Mario Imperioli macht das sehr geschickt: Die, sagen wir, exploitativ-spekulativen Elemente der Story lässt er unter dem ständigen Rückbezug zur Realität verschwinden; das fängt mit dem tatsächlichen Fußballspiel vom Anfang an und hört bei den nebenbei einfließenden Kommentaren zur sozialen Situation nicht auf: Das Geld, das fehlt, die Politik, die sich nicht kümmert, die Ökonomie, die nur in die eigene Tasche wirtschaftet… Am Ende, ziemlich krass, haben wir eine Verfolgungsjagd. Und eine Demo wütender, enttäuschter Arbeiter. Und wenn der rücksichtslose Killer in diese Straße einbiegt, und in der Menschenmenge nicht weiterkommt, und nicht respektvoll ist, dann ist es das Ende, nicht nur des Films. Ein Film, der wie eine gelungene Mischung aus "Clockwork Orange" und "Funny Games" wirkt; und zwar durchdekliniert als Parabel zum Nationalsozialistischen Untergrund.

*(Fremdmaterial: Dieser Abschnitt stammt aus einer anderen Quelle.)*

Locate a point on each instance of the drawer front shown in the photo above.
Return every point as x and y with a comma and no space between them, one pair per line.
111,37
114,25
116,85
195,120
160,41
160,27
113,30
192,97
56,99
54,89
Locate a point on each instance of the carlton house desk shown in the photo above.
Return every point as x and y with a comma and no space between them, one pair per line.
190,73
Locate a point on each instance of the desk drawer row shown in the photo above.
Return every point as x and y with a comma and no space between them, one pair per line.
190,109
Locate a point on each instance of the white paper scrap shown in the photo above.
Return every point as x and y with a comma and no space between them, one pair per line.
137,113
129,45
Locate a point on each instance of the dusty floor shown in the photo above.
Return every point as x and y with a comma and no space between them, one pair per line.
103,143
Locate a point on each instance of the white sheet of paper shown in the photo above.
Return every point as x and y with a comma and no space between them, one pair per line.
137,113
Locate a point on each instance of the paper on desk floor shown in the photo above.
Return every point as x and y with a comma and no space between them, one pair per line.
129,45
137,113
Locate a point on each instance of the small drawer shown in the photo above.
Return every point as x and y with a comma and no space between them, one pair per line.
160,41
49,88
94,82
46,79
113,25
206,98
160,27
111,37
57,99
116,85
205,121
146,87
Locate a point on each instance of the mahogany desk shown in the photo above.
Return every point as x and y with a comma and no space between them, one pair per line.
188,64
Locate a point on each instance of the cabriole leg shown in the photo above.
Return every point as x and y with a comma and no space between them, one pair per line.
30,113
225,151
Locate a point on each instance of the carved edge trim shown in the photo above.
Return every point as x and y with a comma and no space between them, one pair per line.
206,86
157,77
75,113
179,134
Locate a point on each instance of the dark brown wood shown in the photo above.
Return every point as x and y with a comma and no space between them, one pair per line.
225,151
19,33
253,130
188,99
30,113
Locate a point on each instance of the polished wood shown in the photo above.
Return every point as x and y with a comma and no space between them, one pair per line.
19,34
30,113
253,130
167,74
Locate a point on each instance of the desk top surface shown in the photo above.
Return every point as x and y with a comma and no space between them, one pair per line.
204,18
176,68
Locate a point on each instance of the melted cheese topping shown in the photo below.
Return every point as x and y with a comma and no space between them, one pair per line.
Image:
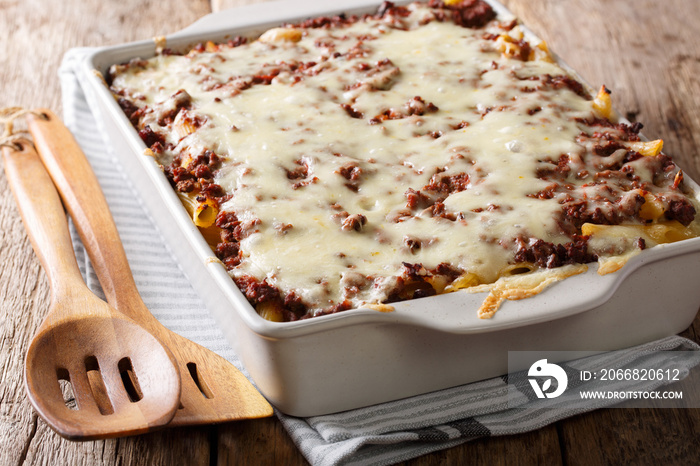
321,153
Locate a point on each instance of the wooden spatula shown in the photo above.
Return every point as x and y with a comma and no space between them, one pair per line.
213,390
124,381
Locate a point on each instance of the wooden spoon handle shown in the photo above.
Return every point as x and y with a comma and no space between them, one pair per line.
78,185
43,216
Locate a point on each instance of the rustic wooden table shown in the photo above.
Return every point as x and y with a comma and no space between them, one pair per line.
646,51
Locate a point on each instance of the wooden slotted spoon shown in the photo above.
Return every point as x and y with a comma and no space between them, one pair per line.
123,379
213,390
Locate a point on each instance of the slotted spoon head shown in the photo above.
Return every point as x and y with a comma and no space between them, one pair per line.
213,390
100,377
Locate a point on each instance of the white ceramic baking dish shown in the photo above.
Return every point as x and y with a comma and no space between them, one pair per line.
362,357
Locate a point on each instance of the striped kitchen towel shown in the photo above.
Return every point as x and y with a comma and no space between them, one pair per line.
381,434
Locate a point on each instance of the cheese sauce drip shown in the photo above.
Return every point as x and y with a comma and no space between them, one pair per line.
336,160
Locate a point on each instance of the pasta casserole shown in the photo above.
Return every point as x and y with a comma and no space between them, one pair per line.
354,161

Das Qualitätslevel, das "Wie tollwütige Hunde" aufgelegt hat, erfährt einen krassen Abfall mit dem zweiten Film des Abends: "Frauenlager der Ninja" hat den Vorteil, dass der Titel nicht lügt. Es gibt ein Frauenlager. Und es gibt Ninjas. Das Problem ist, dass das Frauenlager aus einem anderen Film ist wie die Ninjas. Und zwar buchstäblich. Weil Regisseur Godfrey Ho einfach einen alten koreanischen Film genommen und durch ein paar selbstgedrehte Rahmenhandlungsszenen ergänzt hat. Die leider gar nicht zum Originalfilm passen…

Am Anfang: Bilder von Hongkong. Flughafen, Hafen, Küste. Dann, bei einem Schwenk über den Jachthafen, eine Stimme: "Sieh mal da rüber!" Hä?! Das gibt Raum für eine schöne Vorstellung, und vermutlich ist diese Vermutung wahr: Der Kameramann schwenkt, und ein Assistent weist ihn auf irgendwas hin, was er auch aufnehmen soll, und der Tonmann nimmt das auf, und im Schnitt bleibt's drin, und die Synchro übernimmt den Satz. Der nirgendwo hindeutet, und überhaupt nicht zu irgendwas gehört. Und so ist halt auch der Film.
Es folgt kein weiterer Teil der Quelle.